Did she care about me even a little?

Then she asked why I didn’t have a handicapped license plate. We were walking toward my car at the time; we’d been to the Everyman Theatre. I said, “Because I don’t need a handicapped license plate.”

“You’re bound to throw your back out of whack, walking the distances you do with that limp. I’m surprised it hasn’t already happened.”

I said nothing.

“Would you like me to fill in a form for the Motor Vehicle people?”

“No, thanks,” I said.

“Or maybe you’d prefer a hang-tag. Then we could switch it to my car if I were the one driving.”

“I told you, no,” I said.

She fell silent. We got into the car and I drove her home. By this time I knew where she lived — a basement apartment down near the old stadium — but I hadn’t been inside, and I had planned to suggest that evening that I come in with her. I didn’t, though. I said, “Well, good night,” and I reached across her to open her door.

She looked at me for a moment, and then she said, “Thank you, Aaron,” and got out. I waited till she was safely in her building and then I drove away. I was feeling kind of depressed, to be honest. I don’t mean I’d fallen out of love with her or anything like that, but I felt very low, all at once. Very tired. I felt weary to the bone.

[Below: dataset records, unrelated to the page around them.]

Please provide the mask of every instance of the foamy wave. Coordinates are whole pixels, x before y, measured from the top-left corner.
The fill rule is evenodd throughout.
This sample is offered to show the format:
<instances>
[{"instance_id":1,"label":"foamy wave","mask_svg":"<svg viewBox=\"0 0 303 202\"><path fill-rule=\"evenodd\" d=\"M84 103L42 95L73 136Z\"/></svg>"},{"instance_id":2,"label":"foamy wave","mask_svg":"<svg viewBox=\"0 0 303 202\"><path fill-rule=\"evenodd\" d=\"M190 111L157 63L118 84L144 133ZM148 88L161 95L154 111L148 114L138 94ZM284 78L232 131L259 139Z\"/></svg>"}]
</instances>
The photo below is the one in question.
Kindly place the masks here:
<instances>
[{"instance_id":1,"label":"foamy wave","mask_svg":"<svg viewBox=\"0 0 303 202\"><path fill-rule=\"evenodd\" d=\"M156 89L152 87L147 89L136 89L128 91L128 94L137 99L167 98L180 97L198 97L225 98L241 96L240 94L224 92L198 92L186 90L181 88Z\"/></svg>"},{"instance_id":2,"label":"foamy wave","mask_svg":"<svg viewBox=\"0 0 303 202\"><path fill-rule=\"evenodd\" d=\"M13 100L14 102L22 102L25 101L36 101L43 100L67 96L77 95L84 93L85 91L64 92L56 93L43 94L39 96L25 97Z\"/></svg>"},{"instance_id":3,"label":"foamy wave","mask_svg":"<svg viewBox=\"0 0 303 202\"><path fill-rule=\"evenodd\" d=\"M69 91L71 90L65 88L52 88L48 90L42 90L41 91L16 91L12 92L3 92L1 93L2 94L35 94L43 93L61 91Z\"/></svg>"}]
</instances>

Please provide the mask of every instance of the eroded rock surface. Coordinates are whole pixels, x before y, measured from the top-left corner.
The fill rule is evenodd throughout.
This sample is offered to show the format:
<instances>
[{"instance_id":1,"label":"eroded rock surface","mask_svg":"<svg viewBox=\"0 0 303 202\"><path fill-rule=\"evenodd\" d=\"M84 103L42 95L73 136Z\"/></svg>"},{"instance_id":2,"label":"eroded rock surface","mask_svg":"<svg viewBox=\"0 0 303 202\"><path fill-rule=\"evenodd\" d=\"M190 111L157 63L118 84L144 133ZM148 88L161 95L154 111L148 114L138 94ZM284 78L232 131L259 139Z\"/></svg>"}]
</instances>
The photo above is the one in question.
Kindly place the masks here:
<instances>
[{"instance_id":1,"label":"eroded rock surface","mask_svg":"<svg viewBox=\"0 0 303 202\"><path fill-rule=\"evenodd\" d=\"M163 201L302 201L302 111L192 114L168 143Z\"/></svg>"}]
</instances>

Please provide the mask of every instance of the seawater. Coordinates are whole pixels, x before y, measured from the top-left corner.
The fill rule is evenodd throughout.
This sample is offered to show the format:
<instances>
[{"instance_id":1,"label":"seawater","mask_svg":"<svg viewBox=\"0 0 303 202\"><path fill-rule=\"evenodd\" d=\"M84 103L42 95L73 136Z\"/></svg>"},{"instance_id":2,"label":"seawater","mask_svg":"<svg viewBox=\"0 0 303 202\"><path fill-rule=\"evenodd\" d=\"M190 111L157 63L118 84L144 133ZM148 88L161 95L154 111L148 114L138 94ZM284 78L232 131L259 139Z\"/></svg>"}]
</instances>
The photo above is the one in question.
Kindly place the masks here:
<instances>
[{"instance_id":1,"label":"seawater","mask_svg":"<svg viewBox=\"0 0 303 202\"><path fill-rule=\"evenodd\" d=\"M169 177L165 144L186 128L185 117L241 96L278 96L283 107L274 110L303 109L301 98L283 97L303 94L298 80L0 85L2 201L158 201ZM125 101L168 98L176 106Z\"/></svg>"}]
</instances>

Pursuing the theme of let’s-see-each-other’s-apartments, I had planned next to invite her to supper at my place. I was thinking I would fix her my famous spaghetti and meatballs. But now I put that off a few days, because it seemed like so much trouble. I would have to get that special mix of different ground meats, for one thing. Veal and so on. Pork. I didn’t trust an ordinary supermarket for that; I’d have to go to the butcher. It seemed a huge amount of effort for a dish that was really, when you came down to it, not all that distinctive.